Maintaining Venezuela’s oil production at a steady 1.1 million barrels per day, which is approximately on par with North Dakota’s output, necessitates an investment of around $53 billion over the next 15 years, as per estimates. To restore Venezuela to its peak production levels of 3 million barrels per day from the late 1990s, total capital expenditure on oil and gas would have to amount to an impressive $183 billion by 2040, as per analysis. The substantial figure underscores not only the deteriorating state of Venezuela’s infrastructure but also the nature of its oil, which is predominantly “heavy.” This type of crude presents greater challenges and costs in refining and processing compared to the lighter oil prevalent in the Permian Basin of West Texas. Crude is currently priced at a low level. Oil prices experienced a significant decline of 20% last year, marking their most substantial drop since 2020. Low oil prices benefit consumers by reducing gasoline costs to levels not seen in four years. Nevertheless, the prevailing low-price environment induces oil CEOs and their shareholders to exercise caution regarding risky projects. “The notion that a swift revival of the Venezuelan oil sector is feasible is simply not grounded in reality. “It’s all very premature,” remarked Doug Leggate. It is certainly plausible that the Trump administration may seek to address these apprehensions by implementing assurances aimed at encouraging US investment in Venezuela. It remains premature to ascertain if such incentives will be extended. Analysts and industry executives assert that only a limited number of US oil companies possess the financial resources and expertise necessary to advance production in Venezuela.

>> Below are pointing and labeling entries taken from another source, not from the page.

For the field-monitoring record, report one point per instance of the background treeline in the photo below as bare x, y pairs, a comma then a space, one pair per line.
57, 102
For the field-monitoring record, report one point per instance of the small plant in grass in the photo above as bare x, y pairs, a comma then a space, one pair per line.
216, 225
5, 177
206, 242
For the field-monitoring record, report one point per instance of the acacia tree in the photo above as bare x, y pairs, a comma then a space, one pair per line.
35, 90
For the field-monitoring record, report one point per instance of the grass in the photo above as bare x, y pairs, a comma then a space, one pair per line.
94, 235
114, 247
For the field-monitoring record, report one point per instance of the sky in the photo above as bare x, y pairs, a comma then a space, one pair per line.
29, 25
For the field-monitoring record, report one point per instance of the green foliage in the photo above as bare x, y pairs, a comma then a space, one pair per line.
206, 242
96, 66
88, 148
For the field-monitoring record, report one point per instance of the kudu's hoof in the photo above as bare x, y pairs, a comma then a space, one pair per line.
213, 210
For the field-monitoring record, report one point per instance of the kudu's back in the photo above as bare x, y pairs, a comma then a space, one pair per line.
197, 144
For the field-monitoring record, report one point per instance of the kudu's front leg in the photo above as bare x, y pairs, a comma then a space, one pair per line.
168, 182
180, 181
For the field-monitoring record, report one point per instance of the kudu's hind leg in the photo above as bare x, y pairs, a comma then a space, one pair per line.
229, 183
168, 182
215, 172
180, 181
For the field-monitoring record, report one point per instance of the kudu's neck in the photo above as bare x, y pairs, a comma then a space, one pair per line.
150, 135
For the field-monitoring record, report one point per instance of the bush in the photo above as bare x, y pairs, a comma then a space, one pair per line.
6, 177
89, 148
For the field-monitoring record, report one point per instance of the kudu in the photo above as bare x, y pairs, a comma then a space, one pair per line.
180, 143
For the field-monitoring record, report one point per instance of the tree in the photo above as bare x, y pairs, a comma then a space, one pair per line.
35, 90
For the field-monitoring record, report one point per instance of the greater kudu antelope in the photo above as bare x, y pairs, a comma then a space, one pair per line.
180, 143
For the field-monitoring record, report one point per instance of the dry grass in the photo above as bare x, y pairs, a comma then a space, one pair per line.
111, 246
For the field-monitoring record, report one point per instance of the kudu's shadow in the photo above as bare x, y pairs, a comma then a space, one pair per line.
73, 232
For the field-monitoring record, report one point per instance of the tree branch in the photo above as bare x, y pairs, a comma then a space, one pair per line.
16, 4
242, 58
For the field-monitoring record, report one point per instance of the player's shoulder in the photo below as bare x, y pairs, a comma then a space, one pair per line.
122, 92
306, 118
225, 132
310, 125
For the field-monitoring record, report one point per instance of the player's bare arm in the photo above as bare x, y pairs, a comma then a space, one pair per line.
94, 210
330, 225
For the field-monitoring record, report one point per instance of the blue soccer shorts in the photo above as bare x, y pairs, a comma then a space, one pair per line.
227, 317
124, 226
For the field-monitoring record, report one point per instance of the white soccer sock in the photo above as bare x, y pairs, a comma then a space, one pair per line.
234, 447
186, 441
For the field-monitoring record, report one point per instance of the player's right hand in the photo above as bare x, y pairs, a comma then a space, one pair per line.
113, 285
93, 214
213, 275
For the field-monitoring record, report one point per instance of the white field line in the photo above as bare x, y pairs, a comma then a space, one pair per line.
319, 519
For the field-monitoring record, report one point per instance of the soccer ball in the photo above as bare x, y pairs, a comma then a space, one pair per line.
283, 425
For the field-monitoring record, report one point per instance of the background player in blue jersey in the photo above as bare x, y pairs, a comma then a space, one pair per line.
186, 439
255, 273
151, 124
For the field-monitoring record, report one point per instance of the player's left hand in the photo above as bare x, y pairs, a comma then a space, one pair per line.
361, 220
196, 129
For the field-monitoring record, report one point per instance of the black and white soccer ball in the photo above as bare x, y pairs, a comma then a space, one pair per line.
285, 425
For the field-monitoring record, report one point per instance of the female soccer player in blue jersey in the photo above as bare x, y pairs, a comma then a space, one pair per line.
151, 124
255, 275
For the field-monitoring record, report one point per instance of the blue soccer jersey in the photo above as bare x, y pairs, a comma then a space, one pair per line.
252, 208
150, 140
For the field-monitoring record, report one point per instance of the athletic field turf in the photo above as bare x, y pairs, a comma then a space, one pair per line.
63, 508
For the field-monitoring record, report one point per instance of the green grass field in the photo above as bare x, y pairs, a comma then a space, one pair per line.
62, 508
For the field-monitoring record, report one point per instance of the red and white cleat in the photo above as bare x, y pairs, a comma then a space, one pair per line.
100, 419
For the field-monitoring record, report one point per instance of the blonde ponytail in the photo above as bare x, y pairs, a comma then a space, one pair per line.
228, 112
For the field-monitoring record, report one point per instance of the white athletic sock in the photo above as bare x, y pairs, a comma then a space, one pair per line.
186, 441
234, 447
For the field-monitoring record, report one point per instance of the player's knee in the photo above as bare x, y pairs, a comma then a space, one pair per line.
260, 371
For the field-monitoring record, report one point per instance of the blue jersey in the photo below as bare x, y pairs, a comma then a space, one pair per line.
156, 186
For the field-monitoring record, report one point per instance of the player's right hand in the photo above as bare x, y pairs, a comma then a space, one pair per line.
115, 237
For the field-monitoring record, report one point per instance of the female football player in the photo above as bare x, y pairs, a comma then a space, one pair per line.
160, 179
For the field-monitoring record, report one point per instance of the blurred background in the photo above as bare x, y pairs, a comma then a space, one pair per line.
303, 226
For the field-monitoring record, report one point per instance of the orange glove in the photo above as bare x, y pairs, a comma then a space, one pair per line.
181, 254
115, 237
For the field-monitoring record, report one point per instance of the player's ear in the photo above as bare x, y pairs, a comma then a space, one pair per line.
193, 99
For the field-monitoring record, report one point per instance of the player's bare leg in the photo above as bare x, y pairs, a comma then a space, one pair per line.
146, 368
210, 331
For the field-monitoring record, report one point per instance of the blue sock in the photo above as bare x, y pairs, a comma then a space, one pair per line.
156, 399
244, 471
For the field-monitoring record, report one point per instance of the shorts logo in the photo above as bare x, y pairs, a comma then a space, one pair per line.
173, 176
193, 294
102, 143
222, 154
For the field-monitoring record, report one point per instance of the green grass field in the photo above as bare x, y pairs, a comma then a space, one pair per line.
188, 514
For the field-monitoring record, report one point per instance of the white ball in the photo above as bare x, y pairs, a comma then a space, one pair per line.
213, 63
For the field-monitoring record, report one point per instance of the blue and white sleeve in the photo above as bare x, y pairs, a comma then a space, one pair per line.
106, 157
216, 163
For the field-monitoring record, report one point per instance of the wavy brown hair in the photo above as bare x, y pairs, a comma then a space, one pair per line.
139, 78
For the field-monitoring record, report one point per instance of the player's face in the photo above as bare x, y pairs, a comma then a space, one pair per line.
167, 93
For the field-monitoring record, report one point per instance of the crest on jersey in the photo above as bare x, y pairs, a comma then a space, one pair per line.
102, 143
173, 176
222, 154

Chevron ranks highest on that list as the Houston-based firm remains the sole major Western oil entity to maintain a substantial presence in Venezuela amid decades of turmoil. “Chevron is the best positioned among US oil companies – by far,” stated Francisco Monaldi. Chevron is presently extracting approximately 150,000 barrels per day in Venezuela, as reported, while functioning under a sanctions license that was recently renewed by the Trump administration. Chevron refrained from providing responses regarding its interest in increasing production in Venezuela following the removal of President Nicolás Maduro from power. ExxonMobil and ConocoPhillips, possess the necessary expertise and robust balance sheets to facilitate the revival of Venezuela’s oil sector. However, both companies may continue to bear the marks of their previous encounters in Venezuela. In approximately 2006, the former Venezuelan leader Hugo Chavez undertook the nationalization of the oil assets belonging to Exxon and Conoco. Chevron opted to remain engaged with Caracas, whereas Exxon and Conoco exited and subsequently had their assets confiscated. Conoco continues its efforts to reclaim an estimated $12 billion following the previous nationalization of its assets in Venezuela, while ExxonMobil is pursuing nearly $2 billion, as reported. “Venezuela is the nation that has experienced the highest number of expropriation cases filed against it. “This means the starting risk premium there is very high,” stated Palacios. Exxon is concentrating on advancing significant oil discoveries in the vicinity of Guyana, which has rapidly transitioned from minimal oil production to exceeding that of Venezuela within just a few years. “Venezuela is not the only game in town – not even in Latin America,” Palacios stated.